1.    This is a land in which it seems everyone says, “the Bible says it, Grandfather said it, I don’t know who said it but it has always been said.” If the God who is larger than these claims is not worshiped then the world is going to be a long way from home for a long time.

2.    Those who claim that it is the beginning of the kingdom of God or the end of the world if their way is or is not followed will not be the source of the answer. It will come from those who share the region’s rich traditions of hospitality shared by all faith groups.

3.    The media does an exceedingly bad job of conveying the sense that just about once a day someone is killed, usually a Palestinian, as a result of the “Troubles,” or capturing the feeling of having a tour bus a bit behind you fired on because they are mistaken for Christian Zionists touring Jewish settlements. All will have some of the truth and none will have all the truth. Unless we come to terms with that truth we will see none of the truth.

4.    The primary axis of evil in the world is the combination of arrogance and ignorance. Can we really get home on only clips and bits from Radio and TV?

5.    How long can the State of Israel be in a state of war? How long can they continue to put Machine guns in the hands of what look like children as they threaten, demean and debase and claim that this is a homeland for anybody? It is chilling to see a youthful soldier drop the safety on his machine gun and menace folks just trying to get to work and get on with life. And even get to the hospital: the blood runs cold watching an ambulance with flashing lights dutifully waiting in line at a check point for the soldiers to sort things out.

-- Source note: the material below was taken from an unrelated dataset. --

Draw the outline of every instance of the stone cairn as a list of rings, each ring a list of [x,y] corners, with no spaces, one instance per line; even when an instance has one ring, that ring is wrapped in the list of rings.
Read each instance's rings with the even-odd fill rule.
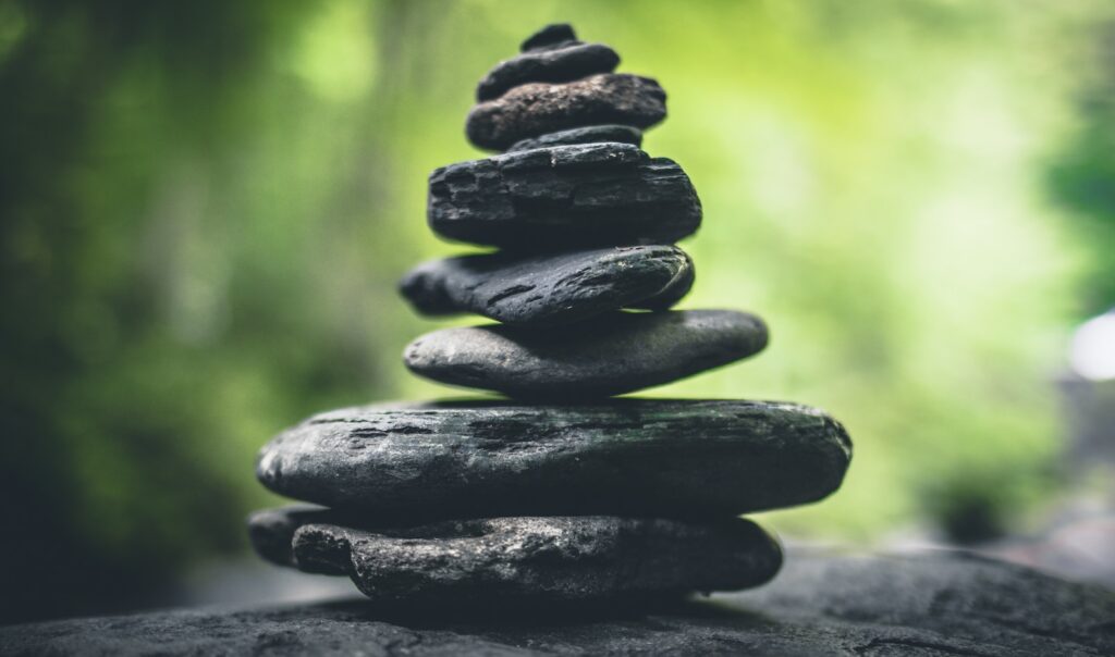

6.    Building a wall as the Israeli’s are doing to separate themselves from their Palestinian brothers and sisters assumes that that fundamental human task is to protect us from each other rather than connect with each other. It is not the way home.

7.    There is no way to peace. Peace is the way.

8.    If you believe that you are not on the frontlines of all this because you are on the home front, think again. More than 911, the fact that American tax dollars have paid for the wall that divides Palestinians and Israelis, and the highway system that get them around really seeing each other assures our complicity in establishing the unholy land. 

9.    Yes, the Ghosts of the Holocaust do haunt. However there is no place in the world where a Jew is more likely to be killed for being Jewish that in the land of failed promises that is the State of Israel.

10.           “Palestinians” don’t hate us: at least most of the time. They do expect a lot of us. We got ourselves into this jam when we said that all are endowed with certain inalienable rights including the right to life, liberty, and the pursuit of happiness. It is not a happy thing to be living in a refugee camp since 1948 or to be able to point to the place where you used to live before your parents were driven out, or to see your farm destroyed and your centuries old olive trees uprooted to make way for others. This is not the way home. As many of us do, the Palestinians that I met rage at the distance between what we say we are and what we have become as the financial source of the weapons that has left them prisoners in their own land. They and we should expect more of us.  

11.           Count on things almost never being, as they appear to be. Almost immediately after announcing their withdrawal from Gaza the Israelis invaded Gaza.

Now none of this amounts to anything near another plan for Peace. However, if we keep these things in mind we might be part of the larger plan of God for us all to grow up. If that plan kicks in we just might touch enough of the bases to get home. At any rate it is enough of what my addled brain can handle right now. Home at last.